After experiencing modest growth over 2015, the global millionaire count is seen rising at a faster clip over the next five years, a new report has found.
According to the Credit Suisse Global Wealth Report, released Tuesday, the worldwide number of millionaires rose by less than 2 percent over the past year, to 32.9 million. Credit Suisse predicts that rate of growth will accelerate to about 6 percent annually — roughly in line with the past 16 years — and lead to a record 45.1 million millionaires by 2021.
The biggest driver of growth has been an overall uptick in global wealth, rather than greater inequality.
"The whole distribution of wealth is shifting as the world becomes a wealthier place, progressively lowering the bar for membership over time," the report said. "Increasing inequality can also boost the speed at which new millionaires are created, although the fact that wealth inequality is roughly unchanged since the start of the century suggests that inequality was not the primary driver of rising [ultrahigh net worth] numbers at the global level."

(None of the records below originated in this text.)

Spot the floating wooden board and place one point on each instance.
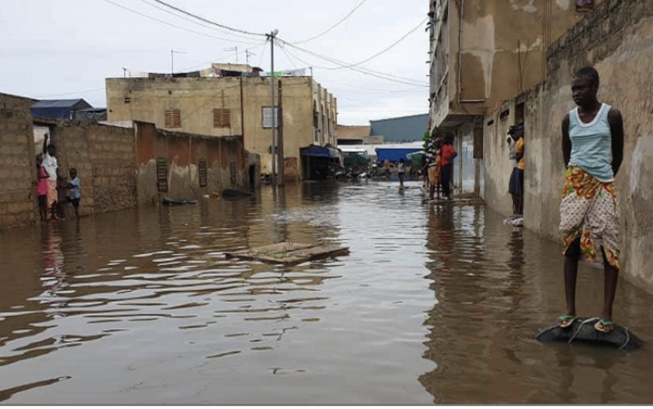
(287, 253)
(582, 330)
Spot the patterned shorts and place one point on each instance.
(589, 212)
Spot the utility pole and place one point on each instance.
(273, 118)
(280, 159)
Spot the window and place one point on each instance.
(173, 118)
(162, 175)
(203, 174)
(267, 117)
(232, 172)
(221, 118)
(478, 143)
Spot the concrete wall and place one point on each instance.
(401, 129)
(617, 38)
(104, 159)
(502, 44)
(305, 104)
(17, 163)
(183, 153)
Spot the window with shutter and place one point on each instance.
(221, 118)
(172, 118)
(203, 173)
(162, 175)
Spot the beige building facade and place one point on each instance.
(482, 53)
(617, 39)
(232, 107)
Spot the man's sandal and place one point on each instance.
(565, 321)
(604, 326)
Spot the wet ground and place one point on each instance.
(434, 304)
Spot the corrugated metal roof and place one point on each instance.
(62, 103)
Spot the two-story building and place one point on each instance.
(231, 104)
(482, 53)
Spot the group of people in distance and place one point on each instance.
(592, 149)
(52, 189)
(438, 165)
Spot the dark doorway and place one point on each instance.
(252, 177)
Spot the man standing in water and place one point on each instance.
(592, 147)
(50, 164)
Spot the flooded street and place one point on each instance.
(432, 305)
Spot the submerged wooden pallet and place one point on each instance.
(288, 253)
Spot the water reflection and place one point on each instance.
(495, 288)
(434, 303)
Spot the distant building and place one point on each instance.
(58, 108)
(356, 135)
(401, 129)
(225, 103)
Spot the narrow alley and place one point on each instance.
(434, 304)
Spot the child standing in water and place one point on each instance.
(74, 193)
(592, 147)
(401, 172)
(42, 187)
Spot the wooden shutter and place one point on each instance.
(221, 118)
(162, 175)
(203, 173)
(173, 118)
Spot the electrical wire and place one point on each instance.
(237, 30)
(166, 23)
(377, 74)
(333, 26)
(353, 67)
(193, 21)
(71, 93)
(225, 56)
(385, 50)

Ultrahigh net worth individuals are those with assets worth more than $50 million.
The number of people who identify as ultrahigh net worth individuals is also expected to rise over the next five years, climbing from 140,900 to 200,000. The world's billionaire count is likewise seen increasing, adding 945 people to reach 3,000, according to the report.
The U.S. will add around 4.5 million new millionaires by 2021, bringing its total to 18.1 million. More than half of the world's ultrahigh net worth individuals will be in North America.
China will add 1.2 million millionaires by 2021, bringing its total to 2.7 million, and ranking the country fourth behind the U.S., Japan and the U.K.